La formación continua se ha consolidado como uno de los pilares estratégicos para la competitividad empresarial. Sin embargo, un reciente análisis elaborado por ANDATA para la Fundación EDUCA EDTECH alerta de una preocupante desconexión entre el compromiso de las empresas con la capacitación y la percepción real de los empleados sobre el apoyo recibido. Esta “brecha de percepción” se perfila como un riesgo directo para la retención del talento y un desafío prioritario para los departamentos de Recursos Humanos.
Según el informe, el convencimiento empresarial sobre la importancia del aprendizaje permanente es prácticamente unánime: el 97,45% de las organizaciones considera la educación continua un factor importante o muy importante. Además, el 83,92% ya ha puesto en marcha programas de formación online, evidenciando una clara apuesta por modelos formativos flexibles y alineados con la transformación digital.
No obstante, estos esfuerzos no siempre llegan al empleado final. La encuesta realizada a trabajadores revela que el 44,44% asegura no haber recibido ningún tipo de apoyo explícito por parte de su empresa para mejorar sus competencias. Un dato que pone de manifiesto que la inversión en formación no siempre se traduce en una experiencia percibida como real y accesible.
“Existe una clara desconexión entre el esfuerzo que las empresas están realizando en formación y la percepción que tienen sus empleados sobre ese apoyo”, explica Rafael García-Parrado, CEO del grupo. “Las organizaciones pueden disponer de plataformas y programas, pero si el empleado no los conoce o no se siente respaldado para utilizarlos, la inversión pierde impacto y se desaprovecha una oportunidad clave de desarrollo”.
Para los expertos, esta situación no responde únicamente a un problema de recursos, sino, sobre todo, de enfoque y comunicación interna. Desde el ámbito de RR.HH., cerrar esta brecha representa una oportunidad estratégica para reforzar el compromiso y la fidelización del talento. Entre las principales líneas de actuación destacan la necesidad de comunicar de forma clara y constante la oferta formativa, promover activamente su uso desde el liderazgo y adaptar los itinerarios de aprendizaje a las necesidades individuales y a las trayectorias profesionales.

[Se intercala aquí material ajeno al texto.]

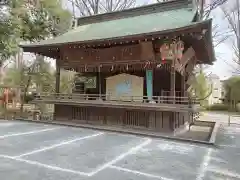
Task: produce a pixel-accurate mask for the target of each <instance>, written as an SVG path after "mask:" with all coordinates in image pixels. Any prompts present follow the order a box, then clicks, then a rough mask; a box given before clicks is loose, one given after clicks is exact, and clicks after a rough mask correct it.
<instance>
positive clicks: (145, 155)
mask: <svg viewBox="0 0 240 180" xmlns="http://www.w3.org/2000/svg"><path fill="white" fill-rule="evenodd" d="M54 128H55V129H57V128H63V127H62V126H61V127H54V126H53V128H48V129H45V130H46V131H43V130H44V129H42V130H36V131H27V132H21V133H20V132H19V133H12V134H9V135H10V136H9V135H8V136H6V135H3V137H4V138H3V139H6V140H7V141H8V138H9V140H10V137H13V138H14V137H17V136H28V135H31V134H37V136H42V134H43V133H44V132H46V133H47V132H48V131H47V130H49V129H53V130H54ZM65 128H66V129H67V128H69V127H64V129H65ZM222 128H224V127H222ZM16 129H18V128H16ZM70 129H71V128H69V130H70ZM74 129H75V128H74ZM76 129H77V128H76ZM79 129H80V130H79V132H84V131H85V129H81V128H79ZM53 130H49V132H51V131H53ZM38 131H39V132H38ZM70 131H71V130H70ZM232 131H234V132H235V131H237V130H236V129H235V128H233V127H226V132H228V134H230V135H231V136H229V135H226V138H228V139H232V140H238V138H237V137H238V135H237V136H236V137H235V135H233V133H234V132H232ZM41 132H43V133H41ZM67 132H68V130H67ZM91 132H94V133H92V134H90V135H89V134H86V135H85V136H83V137H81V136H80V137H77V136H76V137H75V138H73V139H68V140H60V141H59V142H57V143H53V144H47V146H43V147H41V148H39V149H37V150H34V151H29V152H22V154H20V155H18V154H16V155H15V154H14V155H13V156H9V155H7V154H6V155H5V154H2V155H0V158H4V159H8V160H11V161H13V162H14V161H16V162H20V163H21V162H22V163H25V164H28V165H31V166H36V167H41V168H44V169H46V170H47V169H48V170H52V171H56V172H63V173H69V174H74V175H79V179H81V178H80V177H83V178H84V177H85V178H86V179H89V180H92V179H94V180H95V178H96V177H98V176H99V175H100V174H102V173H103V172H104V173H107V172H110V170H111V169H112V170H116V171H118V172H119V173H120V172H121V173H120V174H119V175H120V177H122V175H123V174H124V173H125V174H126V173H128V174H129V173H130V175H131V174H133V175H134V180H135V178H136V179H138V178H140V177H143V179H149V180H150V179H162V180H179V179H181V180H182V178H183V177H179V179H178V178H177V177H178V176H177V174H174V173H173V174H172V172H165V170H164V169H161V168H160V169H159V171H155V172H154V171H152V170H151V169H149V168H148V166H146V167H147V168H146V169H143V170H141V169H138V168H139V166H138V163H140V165H141V163H144V162H145V161H142V160H141V158H142V157H144V156H146V155H147V154H142V153H143V152H144V151H145V152H146V149H149V148H150V150H151V151H149V154H148V156H147V157H146V158H155V156H154V154H153V152H152V151H155V152H154V153H158V151H159V153H160V154H161V153H163V157H164V159H162V160H161V159H160V162H159V161H158V163H161V162H162V163H163V166H165V165H164V164H166V167H165V169H166V170H167V171H171V170H174V169H175V168H171V167H170V166H171V164H172V163H173V162H174V161H175V162H176V163H179V162H181V160H182V159H183V162H181V163H182V164H183V165H184V166H188V167H191V163H190V164H188V162H189V161H190V160H192V159H191V158H192V155H194V153H196V152H198V151H197V149H199V147H202V150H201V151H199V152H200V154H197V156H198V155H199V157H198V158H199V161H198V162H197V163H196V165H194V167H196V171H195V169H194V172H193V173H194V174H195V175H196V176H195V178H194V179H196V180H210V179H209V178H210V177H209V176H210V175H211V176H212V174H210V175H209V173H213V174H219V176H224V177H225V179H226V178H234V179H240V175H239V173H238V171H237V169H238V168H231V166H230V167H229V166H222V165H221V163H220V164H219V163H217V161H216V158H219V159H221V158H222V157H224V156H225V154H224V152H225V151H226V150H228V149H229V151H226V153H227V152H229V153H228V156H227V157H226V158H228V157H231V152H232V151H231V149H230V148H235V149H236V148H239V147H238V144H235V143H234V144H231V143H230V142H229V141H225V140H224V139H223V140H224V142H222V140H221V141H219V139H218V143H220V144H219V146H220V147H221V148H224V152H223V151H222V149H215V148H214V147H206V146H205V147H203V146H201V145H199V144H198V145H197V144H195V145H194V147H195V148H194V149H193V152H191V155H190V156H189V153H187V154H186V155H184V154H183V155H181V154H178V153H179V152H178V151H180V149H179V147H178V145H179V146H181V147H186V148H187V146H188V144H185V143H181V142H172V141H167V140H156V139H151V138H143V137H141V139H142V140H141V141H142V142H140V143H139V142H137V141H136V143H135V144H134V145H133V144H130V145H133V146H132V147H131V146H129V145H128V146H126V147H125V150H126V151H122V153H119V154H116V153H115V155H116V156H115V157H114V156H112V157H113V158H112V159H110V158H107V161H106V162H105V163H103V164H101V163H99V165H98V166H96V168H95V167H93V168H92V169H91V168H90V169H88V170H89V171H86V172H81V170H84V169H81V168H79V171H78V170H74V168H73V169H72V168H71V166H70V168H68V167H66V166H65V167H64V166H63V167H59V166H58V165H62V164H60V163H58V164H56V166H55V164H51V165H50V164H49V163H46V162H47V161H45V160H44V161H38V159H37V160H36V159H31V158H30V159H29V158H28V157H27V158H25V157H26V156H28V155H32V154H38V153H41V152H47V151H48V150H52V149H54V148H58V147H61V146H65V145H66V146H67V147H69V145H70V144H71V143H75V142H78V141H81V140H83V142H84V143H85V142H89V141H85V140H87V139H91V138H93V139H94V138H95V137H103V140H105V136H101V135H102V134H104V135H106V136H107V137H108V136H109V135H111V133H109V132H104V133H102V132H100V131H91ZM70 133H71V132H70ZM221 133H222V132H221ZM80 134H81V133H80ZM11 135H12V136H11ZM119 135H120V134H119ZM5 136H6V137H5ZM124 136H126V138H127V137H128V136H127V135H126V134H125V135H124ZM232 136H234V137H235V139H234V138H232ZM0 137H1V136H0ZM62 137H63V138H64V137H65V134H64V135H63V136H62ZM117 137H118V135H117ZM54 138H55V136H54V137H53V139H54ZM113 138H116V137H115V136H113V137H111V139H110V140H114V139H113ZM138 138H140V137H138ZM11 139H12V138H11ZM100 139H102V138H100ZM43 140H44V139H43ZM106 140H107V139H106ZM123 140H124V139H123ZM97 141H98V139H97ZM97 141H96V142H97ZM163 141H165V142H166V143H167V144H168V143H170V144H172V146H171V148H167V149H166V150H162V151H161V149H162V148H161V149H159V150H154V147H153V144H156V145H157V144H158V143H159V145H161V146H163V145H164V143H163ZM11 142H12V141H11ZM51 142H52V141H51ZM55 142H56V141H55ZM103 142H104V141H103ZM228 142H229V144H228ZM91 143H92V142H91ZM126 143H127V142H126ZM137 143H139V144H137ZM104 144H105V143H104ZM104 144H103V146H104ZM174 144H175V145H177V146H176V147H175V145H174ZM110 145H111V146H112V147H113V146H114V144H113V143H110ZM149 145H150V146H149ZM96 146H102V145H100V144H99V145H98V144H96ZM71 147H75V146H71ZM87 147H89V146H87ZM109 148H111V147H109ZM172 148H174V149H172ZM175 148H176V150H177V151H176V152H174V151H175ZM226 148H227V149H226ZM104 149H105V148H104ZM168 149H169V151H168ZM171 149H172V150H171ZM173 150H174V151H173ZM236 150H237V149H236ZM142 151H143V152H142ZM83 152H84V151H83ZM94 152H95V153H97V152H98V151H96V149H95V151H94ZM117 152H119V151H117ZM3 153H4V151H3ZM54 153H55V151H54ZM146 153H147V152H146ZM165 153H166V155H165ZM219 153H221V154H219ZM177 154H178V155H177ZM48 155H49V153H48ZM103 155H106V154H103ZM176 155H177V156H176ZM223 155H224V156H223ZM233 155H234V154H233ZM101 156H102V155H101ZM128 156H130V158H129V157H128ZM165 156H166V157H165ZM168 156H172V159H169V161H172V163H169V164H167V162H165V160H166V159H167V158H168ZM180 156H182V157H180ZM39 157H41V156H39ZM81 157H82V156H81ZM103 157H105V156H103ZM106 157H111V156H106ZM132 157H134V158H135V157H139V158H140V160H138V159H137V162H135V163H133V164H135V165H134V166H125V164H124V163H125V161H126V162H127V164H128V163H129V162H131V158H132ZM159 157H161V156H159ZM86 158H87V159H86ZM86 158H85V159H86V160H88V157H86ZM85 159H84V160H85ZM184 159H186V160H184ZM233 159H234V158H233ZM67 160H70V159H69V156H67ZM90 160H91V159H90ZM122 160H124V162H122ZM129 160H130V161H129ZM222 160H227V159H222ZM230 160H231V159H230ZM91 161H94V162H95V160H94V158H92V160H91ZM54 162H55V161H54ZM57 162H61V161H57ZM57 162H56V163H57ZM119 162H120V163H119ZM230 162H232V161H230ZM192 163H195V160H194V161H193V162H192ZM0 165H1V164H0ZM72 165H76V164H75V163H73V164H72ZM179 165H180V164H179ZM80 167H81V166H80ZM143 167H145V166H143ZM105 170H107V171H105ZM149 170H150V171H149ZM157 170H158V168H157ZM183 172H184V171H179V173H183ZM1 173H2V172H1ZM135 175H136V177H135ZM186 177H192V176H188V175H186ZM193 177H194V176H193ZM104 178H105V177H104ZM140 179H141V178H140ZM191 179H192V178H190V180H191ZM223 179H224V178H222V179H221V178H219V180H223ZM4 180H5V179H4ZM81 180H82V179H81ZM101 180H102V179H101ZM105 180H106V178H105ZM141 180H142V179H141ZM211 180H212V178H211Z"/></svg>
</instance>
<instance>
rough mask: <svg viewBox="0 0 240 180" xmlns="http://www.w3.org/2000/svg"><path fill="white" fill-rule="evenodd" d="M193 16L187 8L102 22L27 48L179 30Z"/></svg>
mask: <svg viewBox="0 0 240 180" xmlns="http://www.w3.org/2000/svg"><path fill="white" fill-rule="evenodd" d="M194 16H195V11H194V10H191V9H189V8H182V9H175V10H169V11H163V12H158V13H152V14H145V15H140V16H134V17H127V18H121V19H115V20H110V21H103V22H99V23H92V24H86V25H82V26H78V27H77V28H75V29H73V30H70V31H69V32H67V33H65V34H63V35H60V36H58V37H55V38H53V39H48V40H44V41H40V42H38V43H34V44H31V45H26V46H25V45H22V46H23V47H27V46H32V47H33V46H42V45H53V44H64V43H74V42H84V41H93V40H103V39H111V38H120V37H125V36H130V35H138V34H145V33H151V32H153V33H154V32H157V31H163V30H170V29H175V28H181V27H184V26H187V25H190V24H191V22H192V21H193V18H194Z"/></svg>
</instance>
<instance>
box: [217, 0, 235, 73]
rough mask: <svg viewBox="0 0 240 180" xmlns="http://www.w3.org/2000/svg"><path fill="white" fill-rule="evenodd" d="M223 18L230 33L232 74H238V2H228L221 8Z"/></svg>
mask: <svg viewBox="0 0 240 180" xmlns="http://www.w3.org/2000/svg"><path fill="white" fill-rule="evenodd" d="M230 2H231V3H230ZM221 9H222V11H223V13H224V17H225V18H226V20H227V22H228V30H229V31H230V33H231V38H230V43H231V45H232V48H233V52H234V55H235V56H234V58H233V62H234V63H235V64H236V65H237V66H233V67H235V68H234V73H237V74H240V2H239V0H234V1H229V2H228V3H227V5H226V6H222V7H221Z"/></svg>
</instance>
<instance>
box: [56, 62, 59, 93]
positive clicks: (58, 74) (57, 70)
mask: <svg viewBox="0 0 240 180" xmlns="http://www.w3.org/2000/svg"><path fill="white" fill-rule="evenodd" d="M55 93H56V94H59V93H60V65H59V59H57V60H56V84H55Z"/></svg>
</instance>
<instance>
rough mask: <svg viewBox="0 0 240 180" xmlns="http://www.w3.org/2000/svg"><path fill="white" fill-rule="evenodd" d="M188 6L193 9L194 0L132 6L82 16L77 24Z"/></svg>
mask: <svg viewBox="0 0 240 180" xmlns="http://www.w3.org/2000/svg"><path fill="white" fill-rule="evenodd" d="M181 8H188V9H193V8H194V7H193V3H192V0H170V1H166V2H161V3H154V4H150V5H145V6H140V7H135V8H130V9H126V10H122V11H115V12H109V13H103V14H97V15H92V16H86V17H80V18H78V19H77V26H82V25H85V24H92V23H97V22H103V21H110V20H115V19H121V18H127V17H133V16H139V15H144V14H152V13H156V12H162V11H170V10H175V9H181Z"/></svg>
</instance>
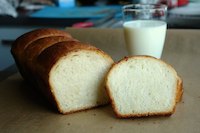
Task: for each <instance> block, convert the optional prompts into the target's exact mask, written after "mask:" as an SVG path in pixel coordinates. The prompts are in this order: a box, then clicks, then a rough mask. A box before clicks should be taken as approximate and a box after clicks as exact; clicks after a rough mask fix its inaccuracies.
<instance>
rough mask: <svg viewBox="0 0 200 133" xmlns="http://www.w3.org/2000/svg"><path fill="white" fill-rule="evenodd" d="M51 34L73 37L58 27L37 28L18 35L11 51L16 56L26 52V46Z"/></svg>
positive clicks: (68, 37) (46, 36)
mask: <svg viewBox="0 0 200 133" xmlns="http://www.w3.org/2000/svg"><path fill="white" fill-rule="evenodd" d="M50 36H66V37H68V38H72V37H71V35H70V34H68V33H66V32H64V31H61V30H56V29H51V28H46V29H36V30H33V31H30V32H27V33H25V34H23V35H22V36H20V37H18V38H17V39H16V41H15V42H14V43H13V44H12V49H11V52H12V53H13V54H15V55H16V56H20V54H21V53H23V52H24V50H25V49H26V47H27V46H28V45H29V44H30V43H32V42H34V41H36V40H37V39H40V38H45V37H50Z"/></svg>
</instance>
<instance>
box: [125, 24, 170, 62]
mask: <svg viewBox="0 0 200 133" xmlns="http://www.w3.org/2000/svg"><path fill="white" fill-rule="evenodd" d="M123 27H124V34H125V40H126V46H127V50H128V53H129V55H150V56H154V57H156V58H160V57H161V54H162V50H163V46H164V41H165V35H166V27H167V24H166V22H164V21H159V20H133V21H128V22H125V23H124V24H123Z"/></svg>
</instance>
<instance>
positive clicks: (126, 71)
mask: <svg viewBox="0 0 200 133" xmlns="http://www.w3.org/2000/svg"><path fill="white" fill-rule="evenodd" d="M106 88H107V92H108V95H109V97H110V99H111V103H112V107H113V109H114V112H115V113H116V115H117V116H118V117H124V118H126V117H142V116H154V115H171V114H172V113H173V112H174V111H175V106H176V103H177V102H178V101H180V99H181V96H182V80H181V79H180V77H178V75H177V73H176V71H175V70H174V69H173V68H172V67H171V66H170V65H168V64H166V63H165V62H163V61H162V60H159V59H156V58H153V57H149V56H135V57H127V58H124V59H122V60H121V61H119V62H118V63H117V64H115V65H113V67H112V68H111V70H110V71H109V73H108V76H107V79H106ZM179 91H181V92H179Z"/></svg>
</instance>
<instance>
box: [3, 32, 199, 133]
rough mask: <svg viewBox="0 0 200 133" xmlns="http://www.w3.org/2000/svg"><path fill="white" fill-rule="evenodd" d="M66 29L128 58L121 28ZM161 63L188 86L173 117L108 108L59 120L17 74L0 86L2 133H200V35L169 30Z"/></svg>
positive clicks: (117, 55) (45, 101)
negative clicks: (129, 115)
mask: <svg viewBox="0 0 200 133" xmlns="http://www.w3.org/2000/svg"><path fill="white" fill-rule="evenodd" d="M66 30H67V31H68V32H70V33H71V34H72V35H73V36H74V37H75V38H77V39H79V40H81V41H84V42H89V43H92V44H94V45H96V46H97V47H99V48H101V49H102V50H104V51H106V52H107V53H108V54H110V55H111V56H112V57H113V58H114V60H115V61H117V60H119V59H121V58H123V57H124V56H126V54H127V53H126V50H125V46H124V38H123V32H122V30H121V29H115V30H113V29H112V30H111V29H66ZM162 59H163V60H165V61H166V62H168V63H169V64H171V65H172V66H174V68H175V69H176V70H177V72H178V74H179V75H180V76H181V77H182V79H183V82H184V95H183V99H182V101H181V102H180V103H179V104H178V105H177V108H176V112H175V113H174V114H173V115H172V116H170V117H148V118H131V119H118V118H116V117H115V115H114V113H113V111H112V108H111V106H110V105H107V106H103V107H99V108H95V109H91V110H87V111H82V112H77V113H73V114H69V115H61V114H59V113H58V112H56V110H55V109H53V108H52V107H51V106H50V105H49V104H48V102H47V101H46V100H45V99H44V98H43V97H42V96H41V95H39V94H38V93H36V92H35V91H33V90H32V89H31V85H28V84H26V83H25V82H24V81H23V79H22V77H21V76H20V74H19V73H16V74H14V75H12V76H10V77H9V78H7V79H5V80H3V81H2V82H0V132H1V133H12V132H15V133H27V132H28V133H32V132H42V133H62V132H65V133H67V132H69V133H74V132H87V133H94V132H95V133H102V132H111V133H121V132H123V133H129V132H131V133H132V132H135V133H145V132H148V133H151V132H152V133H157V132H162V133H177V132H181V133H188V132H191V133H199V132H200V83H199V82H200V69H199V66H200V31H199V30H168V32H167V38H166V44H165V48H164V51H163V57H162Z"/></svg>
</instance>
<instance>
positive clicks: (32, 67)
mask: <svg viewBox="0 0 200 133" xmlns="http://www.w3.org/2000/svg"><path fill="white" fill-rule="evenodd" d="M69 40H74V41H75V39H71V38H68V37H66V36H52V37H45V38H41V39H38V40H36V41H34V42H32V43H31V44H30V45H29V46H28V47H27V48H26V50H25V51H24V56H25V59H24V61H23V62H22V63H23V64H24V65H25V67H27V68H30V69H31V70H30V71H33V73H34V71H35V70H34V68H35V66H34V64H35V63H36V62H35V58H36V57H37V56H38V55H39V54H40V53H41V52H42V51H43V50H45V49H46V48H48V47H50V46H52V45H54V44H55V43H58V42H63V41H69Z"/></svg>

“En un mercado laboral cada vez más competitivo, donde el desarrollo profesional es uno de los principales factores de retención, un empleado que percibe que su empresa invierte en su futuro muestra mayores niveles de compromiso y lealtad”, concluye García-Parrado.
En este contexto, el informe subraya que alinear el esfuerzo invertido con el apoyo percibido por los empleados no es solo una cuestión de coherencia interna, sino un imperativo estratégico para construir organizaciones más sólidas, atractivas y preparadas para los retos del futuro.